By the way, no kernel-related packages were updated (I already removed the kernel lock by issuing sudo transactional-update run zypper rl 'kernel*'
) by the manual update.
It is rather difficult to guess without knowing what program performs automatic updates and what program generates this pop-up screen.
I don’t think it’s a program? My guess it’s a script checking for updates and pulling them in if available? https://en.opensuse.org/Portal:Aeon states
Always up-to-date: Updates install automatically, without impacting the running system. They take effect on next reboot, which you decide when that occurs.

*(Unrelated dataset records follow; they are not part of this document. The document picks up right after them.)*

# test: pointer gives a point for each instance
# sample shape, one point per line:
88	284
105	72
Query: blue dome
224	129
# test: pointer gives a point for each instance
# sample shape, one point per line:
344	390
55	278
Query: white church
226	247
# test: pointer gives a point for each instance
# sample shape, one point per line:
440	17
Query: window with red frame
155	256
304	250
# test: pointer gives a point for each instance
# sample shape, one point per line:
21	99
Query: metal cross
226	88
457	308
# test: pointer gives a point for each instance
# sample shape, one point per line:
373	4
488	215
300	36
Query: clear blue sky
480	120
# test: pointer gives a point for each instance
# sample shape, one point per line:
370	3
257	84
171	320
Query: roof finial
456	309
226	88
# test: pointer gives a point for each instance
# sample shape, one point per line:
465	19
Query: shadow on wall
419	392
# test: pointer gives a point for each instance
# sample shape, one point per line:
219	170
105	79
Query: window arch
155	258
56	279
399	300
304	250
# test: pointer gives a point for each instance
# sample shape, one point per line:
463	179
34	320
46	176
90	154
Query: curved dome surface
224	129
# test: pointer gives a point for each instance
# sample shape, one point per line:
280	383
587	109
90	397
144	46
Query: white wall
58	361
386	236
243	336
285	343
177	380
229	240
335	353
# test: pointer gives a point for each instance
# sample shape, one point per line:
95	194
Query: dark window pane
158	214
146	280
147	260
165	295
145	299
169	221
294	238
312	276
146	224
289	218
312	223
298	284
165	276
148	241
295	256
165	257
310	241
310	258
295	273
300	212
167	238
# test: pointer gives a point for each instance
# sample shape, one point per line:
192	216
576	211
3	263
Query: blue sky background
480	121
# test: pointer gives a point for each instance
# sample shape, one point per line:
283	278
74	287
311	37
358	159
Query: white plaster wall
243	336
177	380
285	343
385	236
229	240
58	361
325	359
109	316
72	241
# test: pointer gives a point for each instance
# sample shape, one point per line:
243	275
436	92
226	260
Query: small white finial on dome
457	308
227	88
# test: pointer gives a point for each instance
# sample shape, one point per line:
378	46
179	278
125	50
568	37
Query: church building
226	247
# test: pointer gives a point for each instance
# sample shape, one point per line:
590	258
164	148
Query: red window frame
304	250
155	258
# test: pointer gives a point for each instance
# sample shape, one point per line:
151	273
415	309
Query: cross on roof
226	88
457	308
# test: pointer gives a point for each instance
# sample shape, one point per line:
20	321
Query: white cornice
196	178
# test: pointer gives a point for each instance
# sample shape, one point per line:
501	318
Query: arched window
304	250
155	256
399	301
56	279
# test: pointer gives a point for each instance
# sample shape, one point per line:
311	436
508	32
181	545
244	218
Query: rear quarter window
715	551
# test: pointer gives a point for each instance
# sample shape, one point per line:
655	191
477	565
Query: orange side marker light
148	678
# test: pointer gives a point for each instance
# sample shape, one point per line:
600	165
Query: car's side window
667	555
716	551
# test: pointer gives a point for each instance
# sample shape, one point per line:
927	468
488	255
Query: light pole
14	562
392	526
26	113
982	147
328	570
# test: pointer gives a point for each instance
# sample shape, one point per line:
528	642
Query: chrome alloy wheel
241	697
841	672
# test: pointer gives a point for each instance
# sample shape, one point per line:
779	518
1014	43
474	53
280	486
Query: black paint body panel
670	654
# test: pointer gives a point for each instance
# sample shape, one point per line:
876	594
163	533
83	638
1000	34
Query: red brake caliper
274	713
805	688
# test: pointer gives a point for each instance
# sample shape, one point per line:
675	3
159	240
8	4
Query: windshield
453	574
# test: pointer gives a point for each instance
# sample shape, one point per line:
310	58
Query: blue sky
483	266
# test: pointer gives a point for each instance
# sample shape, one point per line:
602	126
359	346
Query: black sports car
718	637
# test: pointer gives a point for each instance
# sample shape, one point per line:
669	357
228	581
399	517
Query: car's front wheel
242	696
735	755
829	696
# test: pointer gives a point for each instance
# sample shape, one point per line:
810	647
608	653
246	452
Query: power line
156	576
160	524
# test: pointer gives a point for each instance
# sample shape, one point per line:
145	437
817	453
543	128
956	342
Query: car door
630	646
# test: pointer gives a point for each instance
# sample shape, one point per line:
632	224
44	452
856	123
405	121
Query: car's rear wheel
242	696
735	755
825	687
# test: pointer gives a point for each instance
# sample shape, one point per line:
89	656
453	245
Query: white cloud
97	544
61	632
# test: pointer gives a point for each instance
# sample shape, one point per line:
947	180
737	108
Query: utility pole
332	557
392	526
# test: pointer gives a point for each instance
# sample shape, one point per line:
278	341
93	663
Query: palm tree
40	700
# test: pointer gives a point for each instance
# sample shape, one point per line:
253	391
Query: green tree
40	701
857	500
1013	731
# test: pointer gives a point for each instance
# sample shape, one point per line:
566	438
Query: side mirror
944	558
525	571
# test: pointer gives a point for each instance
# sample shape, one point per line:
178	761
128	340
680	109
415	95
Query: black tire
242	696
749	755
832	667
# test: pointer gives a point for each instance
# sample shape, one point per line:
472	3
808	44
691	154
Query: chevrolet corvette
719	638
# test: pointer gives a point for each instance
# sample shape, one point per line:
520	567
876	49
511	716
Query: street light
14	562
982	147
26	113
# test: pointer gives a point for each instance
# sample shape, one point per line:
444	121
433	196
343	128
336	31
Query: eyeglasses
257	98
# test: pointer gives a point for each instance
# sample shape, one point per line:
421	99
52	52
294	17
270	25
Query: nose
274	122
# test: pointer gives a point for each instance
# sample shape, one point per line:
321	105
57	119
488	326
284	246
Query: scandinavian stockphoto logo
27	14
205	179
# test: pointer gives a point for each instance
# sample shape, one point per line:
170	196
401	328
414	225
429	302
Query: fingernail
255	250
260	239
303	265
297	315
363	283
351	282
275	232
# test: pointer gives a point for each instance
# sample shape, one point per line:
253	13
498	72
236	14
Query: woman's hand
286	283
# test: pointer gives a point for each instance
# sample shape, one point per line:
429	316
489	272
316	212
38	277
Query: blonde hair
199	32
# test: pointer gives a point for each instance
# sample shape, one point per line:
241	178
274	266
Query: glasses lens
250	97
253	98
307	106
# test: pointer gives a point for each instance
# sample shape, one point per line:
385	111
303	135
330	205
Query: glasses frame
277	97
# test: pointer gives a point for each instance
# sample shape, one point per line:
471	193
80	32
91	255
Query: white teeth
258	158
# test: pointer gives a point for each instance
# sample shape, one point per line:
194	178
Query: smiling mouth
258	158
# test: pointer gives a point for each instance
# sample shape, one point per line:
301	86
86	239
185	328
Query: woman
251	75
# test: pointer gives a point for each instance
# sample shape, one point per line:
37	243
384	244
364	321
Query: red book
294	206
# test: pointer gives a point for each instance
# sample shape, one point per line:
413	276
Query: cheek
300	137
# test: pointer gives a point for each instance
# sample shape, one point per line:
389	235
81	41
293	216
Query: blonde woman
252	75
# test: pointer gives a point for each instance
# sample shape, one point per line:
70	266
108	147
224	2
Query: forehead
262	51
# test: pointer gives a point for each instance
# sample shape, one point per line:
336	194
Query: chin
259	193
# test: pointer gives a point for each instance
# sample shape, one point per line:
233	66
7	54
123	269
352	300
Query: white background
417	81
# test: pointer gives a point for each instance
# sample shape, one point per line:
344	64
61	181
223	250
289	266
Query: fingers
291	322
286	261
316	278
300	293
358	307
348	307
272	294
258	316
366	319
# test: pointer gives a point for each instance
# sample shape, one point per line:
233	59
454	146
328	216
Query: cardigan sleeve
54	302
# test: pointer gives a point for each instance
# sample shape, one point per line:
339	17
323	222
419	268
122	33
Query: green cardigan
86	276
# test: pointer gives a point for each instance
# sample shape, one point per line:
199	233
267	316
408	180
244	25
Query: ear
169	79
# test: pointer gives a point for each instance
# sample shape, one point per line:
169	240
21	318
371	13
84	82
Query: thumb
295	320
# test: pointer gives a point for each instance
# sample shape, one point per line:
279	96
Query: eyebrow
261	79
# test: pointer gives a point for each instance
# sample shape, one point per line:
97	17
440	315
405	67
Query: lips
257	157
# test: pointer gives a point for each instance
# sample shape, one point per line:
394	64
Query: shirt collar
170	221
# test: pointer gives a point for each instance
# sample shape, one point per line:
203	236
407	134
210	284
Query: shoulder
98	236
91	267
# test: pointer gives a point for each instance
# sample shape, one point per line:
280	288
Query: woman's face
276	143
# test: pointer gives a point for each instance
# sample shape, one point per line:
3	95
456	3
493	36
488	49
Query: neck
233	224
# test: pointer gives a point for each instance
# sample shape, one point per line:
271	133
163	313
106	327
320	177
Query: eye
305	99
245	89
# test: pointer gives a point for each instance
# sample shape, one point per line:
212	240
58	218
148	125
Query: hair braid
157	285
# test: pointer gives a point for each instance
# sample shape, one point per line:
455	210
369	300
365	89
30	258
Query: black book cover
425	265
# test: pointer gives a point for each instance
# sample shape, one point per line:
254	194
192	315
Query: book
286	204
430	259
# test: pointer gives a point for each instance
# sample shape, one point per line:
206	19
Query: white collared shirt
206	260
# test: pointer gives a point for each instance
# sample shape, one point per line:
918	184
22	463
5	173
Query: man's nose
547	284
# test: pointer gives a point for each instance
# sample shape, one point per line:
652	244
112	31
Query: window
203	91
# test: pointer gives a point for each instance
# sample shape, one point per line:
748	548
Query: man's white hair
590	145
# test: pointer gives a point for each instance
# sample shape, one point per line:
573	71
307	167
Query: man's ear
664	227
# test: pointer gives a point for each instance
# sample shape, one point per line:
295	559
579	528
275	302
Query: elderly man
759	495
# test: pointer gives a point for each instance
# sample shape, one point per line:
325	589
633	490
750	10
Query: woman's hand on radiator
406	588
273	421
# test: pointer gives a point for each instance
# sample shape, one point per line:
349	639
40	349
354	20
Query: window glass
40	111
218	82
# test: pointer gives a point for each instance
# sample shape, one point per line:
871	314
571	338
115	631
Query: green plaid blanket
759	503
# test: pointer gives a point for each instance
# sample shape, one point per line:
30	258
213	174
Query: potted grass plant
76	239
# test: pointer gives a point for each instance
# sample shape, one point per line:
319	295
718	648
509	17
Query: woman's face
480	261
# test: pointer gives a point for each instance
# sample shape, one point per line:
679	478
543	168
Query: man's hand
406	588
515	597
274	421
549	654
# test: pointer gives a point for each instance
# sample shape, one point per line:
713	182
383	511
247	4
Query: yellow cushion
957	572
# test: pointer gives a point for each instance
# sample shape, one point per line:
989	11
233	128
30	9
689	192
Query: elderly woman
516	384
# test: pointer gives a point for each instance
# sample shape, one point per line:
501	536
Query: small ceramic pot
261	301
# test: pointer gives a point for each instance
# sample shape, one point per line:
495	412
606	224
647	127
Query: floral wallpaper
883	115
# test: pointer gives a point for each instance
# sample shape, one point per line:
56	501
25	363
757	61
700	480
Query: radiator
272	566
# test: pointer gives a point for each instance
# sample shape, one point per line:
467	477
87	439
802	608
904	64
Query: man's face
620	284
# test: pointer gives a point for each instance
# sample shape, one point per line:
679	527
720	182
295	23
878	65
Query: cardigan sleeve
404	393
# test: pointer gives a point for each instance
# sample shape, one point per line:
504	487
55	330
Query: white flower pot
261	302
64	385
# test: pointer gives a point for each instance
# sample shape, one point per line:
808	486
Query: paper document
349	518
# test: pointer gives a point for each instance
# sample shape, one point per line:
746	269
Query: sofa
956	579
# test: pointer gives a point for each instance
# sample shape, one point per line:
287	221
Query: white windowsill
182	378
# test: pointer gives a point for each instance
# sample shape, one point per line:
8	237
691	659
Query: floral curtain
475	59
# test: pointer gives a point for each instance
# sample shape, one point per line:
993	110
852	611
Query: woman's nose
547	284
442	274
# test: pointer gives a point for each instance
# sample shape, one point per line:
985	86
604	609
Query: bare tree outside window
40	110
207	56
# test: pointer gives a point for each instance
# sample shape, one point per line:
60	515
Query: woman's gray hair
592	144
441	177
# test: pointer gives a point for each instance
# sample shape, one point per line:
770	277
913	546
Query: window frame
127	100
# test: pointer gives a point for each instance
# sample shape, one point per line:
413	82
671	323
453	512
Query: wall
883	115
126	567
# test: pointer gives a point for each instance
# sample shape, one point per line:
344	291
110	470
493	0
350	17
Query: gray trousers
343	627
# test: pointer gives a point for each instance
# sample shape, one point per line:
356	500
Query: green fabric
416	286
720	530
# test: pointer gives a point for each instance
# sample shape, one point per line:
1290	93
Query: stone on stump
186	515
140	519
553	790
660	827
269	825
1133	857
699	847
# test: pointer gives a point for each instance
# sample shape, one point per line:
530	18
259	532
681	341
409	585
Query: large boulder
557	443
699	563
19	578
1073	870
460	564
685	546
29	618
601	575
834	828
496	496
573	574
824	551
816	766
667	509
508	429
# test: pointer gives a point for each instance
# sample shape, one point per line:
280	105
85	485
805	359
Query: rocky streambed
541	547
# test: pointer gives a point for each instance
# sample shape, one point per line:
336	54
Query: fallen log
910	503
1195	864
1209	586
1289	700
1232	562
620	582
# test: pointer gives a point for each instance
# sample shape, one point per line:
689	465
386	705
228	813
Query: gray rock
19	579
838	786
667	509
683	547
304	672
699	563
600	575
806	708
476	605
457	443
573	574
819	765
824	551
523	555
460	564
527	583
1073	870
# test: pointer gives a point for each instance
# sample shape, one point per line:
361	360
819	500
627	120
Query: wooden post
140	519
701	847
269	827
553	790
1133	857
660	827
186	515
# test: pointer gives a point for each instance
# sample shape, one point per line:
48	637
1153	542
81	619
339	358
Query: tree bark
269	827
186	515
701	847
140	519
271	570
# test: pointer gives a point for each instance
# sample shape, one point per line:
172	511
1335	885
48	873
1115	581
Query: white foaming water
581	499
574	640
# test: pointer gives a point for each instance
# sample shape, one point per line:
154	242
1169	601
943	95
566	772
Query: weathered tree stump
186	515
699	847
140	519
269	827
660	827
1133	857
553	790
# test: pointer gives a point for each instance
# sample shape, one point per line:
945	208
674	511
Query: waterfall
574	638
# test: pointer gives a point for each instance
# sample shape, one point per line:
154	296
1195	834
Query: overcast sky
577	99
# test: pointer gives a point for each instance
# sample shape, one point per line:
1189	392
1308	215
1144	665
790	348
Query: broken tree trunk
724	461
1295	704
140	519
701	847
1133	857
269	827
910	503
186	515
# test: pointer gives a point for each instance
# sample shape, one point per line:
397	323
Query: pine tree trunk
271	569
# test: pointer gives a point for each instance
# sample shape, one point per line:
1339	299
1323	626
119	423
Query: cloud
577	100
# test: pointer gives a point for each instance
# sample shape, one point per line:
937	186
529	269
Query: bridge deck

More information here: Administering SUSE Linux Micro Using transactional-update
So sudo systemctl --now disable transactional-update.timer
would disable the timer and thus prevent automatic updates and, hopefully, keep my system bootable?
this is my transactional-update.service file:
[Unit]
Description=Update the system
Documentation=man:transactional-update(8)
ConditionACPower=true
Wants=network.target
After=network.target
[Service]
Type=oneshot
Environment=UPDATE_METHOD=dup
EnvironmentFile=-/usr/etc/transactional-update.conf
EnvironmentFile=-/etc/transactional-update.conf
ExecStart=/usr/sbin/transactional-update cleanup ${UPDATE_METHOD} reboot
IOSchedulingClass=best-effort
IOSchedulingPriority=7
The only thing different to sudo transactional-update run zypper dup
I notice is the cleanup option? Could this mess things up somehow?